Dan aku tak bisa berhenti membayangkan diriku yang diperlakukan begitu oleh Nord-sama…


Aku menarik napas panjang lalu melanjutkan membaca.


Haa… haa…


S-sungguh tak senonoh…Ah, tidak! Itu… keluar masuk di tempat seperti itu… tak bisa dipercaya!


Luar biasa…


Elysia yang polos bisa sekacau itu…


Hanya membayangkan Nord-sama memperlakukanku seperti itu saja membuat seluruh tubuhku panas, dan napasku jadi tidak teratur…

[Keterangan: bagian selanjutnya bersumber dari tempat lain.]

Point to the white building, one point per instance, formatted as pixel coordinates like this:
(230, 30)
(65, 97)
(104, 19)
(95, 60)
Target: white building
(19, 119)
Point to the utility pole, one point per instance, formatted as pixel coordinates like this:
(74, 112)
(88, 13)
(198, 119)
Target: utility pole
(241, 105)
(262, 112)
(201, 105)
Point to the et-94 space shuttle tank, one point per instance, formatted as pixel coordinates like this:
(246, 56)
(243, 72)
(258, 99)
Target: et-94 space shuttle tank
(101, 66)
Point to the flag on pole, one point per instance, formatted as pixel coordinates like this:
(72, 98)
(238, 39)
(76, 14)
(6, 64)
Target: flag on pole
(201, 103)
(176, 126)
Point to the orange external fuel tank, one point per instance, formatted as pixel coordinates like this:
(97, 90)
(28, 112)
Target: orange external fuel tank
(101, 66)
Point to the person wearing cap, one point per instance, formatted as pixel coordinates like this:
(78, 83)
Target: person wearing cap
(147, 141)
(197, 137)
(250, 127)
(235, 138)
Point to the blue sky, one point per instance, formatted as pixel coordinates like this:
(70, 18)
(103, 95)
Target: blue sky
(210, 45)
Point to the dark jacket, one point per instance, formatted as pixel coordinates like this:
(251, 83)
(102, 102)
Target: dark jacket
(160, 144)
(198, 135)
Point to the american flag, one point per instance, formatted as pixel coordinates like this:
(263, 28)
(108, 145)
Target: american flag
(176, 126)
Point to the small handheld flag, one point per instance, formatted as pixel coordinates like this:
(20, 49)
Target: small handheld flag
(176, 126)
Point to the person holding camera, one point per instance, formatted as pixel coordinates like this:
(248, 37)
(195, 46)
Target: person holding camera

『Mohon hukum aku yang sudah jadi mesum begini…』


『Kukuku… sepertinya kau butuh pelatihan dariku, wanita bejat.』


『Lurdo-samaaa────!! Jangan rangsang titik terdalam itu, tidak bolehhhh……』


Hawawawa… Elysia bahkan mengunci kaki di pinggang Lurdo, padahal dia membencinya…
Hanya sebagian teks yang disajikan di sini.